RAM FM
- Ramallah; Palestine;
- Broadcast area: Palestine and Israel
- Frequency: 93.6 MHz (87.7 MHz in Jerusalem)

Programming
- Format: Hot AC

Ownership
- Owner: Middle East Broadcasting Holding Ltd.

History
- First air date: February 21, 2007
- Last air date: August 7, 2008

= RAM FM (West Bank) =

Radio station in Palestine

RAM FM was an independent English-speaking radio station broadcasting from Ramallah, Palestine.

==History==
Radio 702's success in Johannesburg, South Africa – in Primedia Broadcasting's stable of four radio stations – led Issie Kirsh, the founder and first chairperson, to seek to emulate this winning formula in Israel and Palestine.
In 2004, Issie Kirsh met Raf Gangat, the former South African Representative to the Palestinian Authority, and the seed was planted. Three years later, after much research, groundwork and implementation, 93.6 RAM FM was born – a licensed radio station, broadcasting from Palestine into Israel and Jordan, with studios in Ramallah and Jerusalem with Gangat hosting one of the main shows 9@9 which gained popularity thanks to Raf's diplomatic experience and knowledge in the region. The Talk@10 was the main segment of the show and Palestinian and Israeli officials were hosted to discuss contentious issues.

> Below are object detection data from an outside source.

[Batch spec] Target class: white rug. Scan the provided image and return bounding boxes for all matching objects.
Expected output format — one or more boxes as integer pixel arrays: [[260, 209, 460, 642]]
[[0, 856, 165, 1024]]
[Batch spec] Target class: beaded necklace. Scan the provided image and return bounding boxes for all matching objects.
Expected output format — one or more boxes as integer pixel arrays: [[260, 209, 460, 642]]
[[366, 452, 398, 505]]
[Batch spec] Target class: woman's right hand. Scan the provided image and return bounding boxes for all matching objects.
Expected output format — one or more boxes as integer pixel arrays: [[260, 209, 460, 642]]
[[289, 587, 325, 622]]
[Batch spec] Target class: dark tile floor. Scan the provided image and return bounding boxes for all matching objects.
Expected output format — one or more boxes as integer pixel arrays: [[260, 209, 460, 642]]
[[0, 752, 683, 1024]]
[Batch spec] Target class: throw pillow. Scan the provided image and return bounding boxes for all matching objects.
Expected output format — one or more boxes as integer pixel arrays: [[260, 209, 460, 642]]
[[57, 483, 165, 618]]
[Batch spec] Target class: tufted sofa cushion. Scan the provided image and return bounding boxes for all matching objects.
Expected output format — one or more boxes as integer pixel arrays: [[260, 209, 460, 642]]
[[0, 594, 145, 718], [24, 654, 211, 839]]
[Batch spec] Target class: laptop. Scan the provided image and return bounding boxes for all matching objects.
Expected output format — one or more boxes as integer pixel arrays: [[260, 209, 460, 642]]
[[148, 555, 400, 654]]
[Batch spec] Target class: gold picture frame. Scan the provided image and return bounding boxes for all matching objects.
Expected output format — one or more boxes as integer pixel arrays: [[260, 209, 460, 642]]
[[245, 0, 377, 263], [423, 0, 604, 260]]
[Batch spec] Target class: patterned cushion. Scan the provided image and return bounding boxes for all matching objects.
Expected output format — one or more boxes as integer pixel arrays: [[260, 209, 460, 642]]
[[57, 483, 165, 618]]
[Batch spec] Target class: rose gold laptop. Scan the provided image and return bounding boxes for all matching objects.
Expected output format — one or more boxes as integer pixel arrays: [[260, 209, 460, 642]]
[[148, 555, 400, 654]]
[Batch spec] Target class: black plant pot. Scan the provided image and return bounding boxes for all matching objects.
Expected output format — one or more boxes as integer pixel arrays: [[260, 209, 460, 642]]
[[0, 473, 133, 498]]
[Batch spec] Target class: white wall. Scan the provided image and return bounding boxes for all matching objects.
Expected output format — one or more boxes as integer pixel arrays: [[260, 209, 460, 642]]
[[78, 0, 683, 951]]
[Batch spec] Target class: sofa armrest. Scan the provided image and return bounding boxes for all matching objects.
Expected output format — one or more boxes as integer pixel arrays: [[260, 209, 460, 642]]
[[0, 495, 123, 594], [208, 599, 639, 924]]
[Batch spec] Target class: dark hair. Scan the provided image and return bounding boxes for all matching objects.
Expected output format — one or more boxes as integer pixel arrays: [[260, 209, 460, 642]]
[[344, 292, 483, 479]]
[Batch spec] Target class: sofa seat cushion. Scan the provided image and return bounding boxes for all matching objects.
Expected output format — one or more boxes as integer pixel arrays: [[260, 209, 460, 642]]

The Hot AC Music Format created a listenership of Palestinians, Israelis and Jordanians as well as a substantial number of foreign nationals who worked for Embassies, UN and international organizations and foreign press in the region.
93.6 RAM FM’s format comprised music, Middle East news on the hour, presenters from South Africa, Palestine, England and Australia.
Its intent was to create a bridge between Palestinians and Israelis, providing a platform for both sides to discuss and listen to the other’s narrative and thereby create meaningful understanding.
With Studios in Ramallah and Jerusalem, connected by microwave link, it employed state-of-the-art technology which is used by modern media today.
Middle East Eyewitness News was ‘in touch, in tune and independent’.
In order to maintain neutrality, the station played only English music and opted to air only commercials from multinational brands.

==Awards==
RAM FM was awarded two international prizes for the significant role it played in the region. The owner and chairman of the station in South Africa applauded the management's role in making the station a success which was reflected in the unprecedented increase in its listenership within a short period of time.

==Closure==
Ram FM officially closed down at 7pm on 7 August 2008 with the final song being Give Peace a Chance by John Lennon after less than two years on air.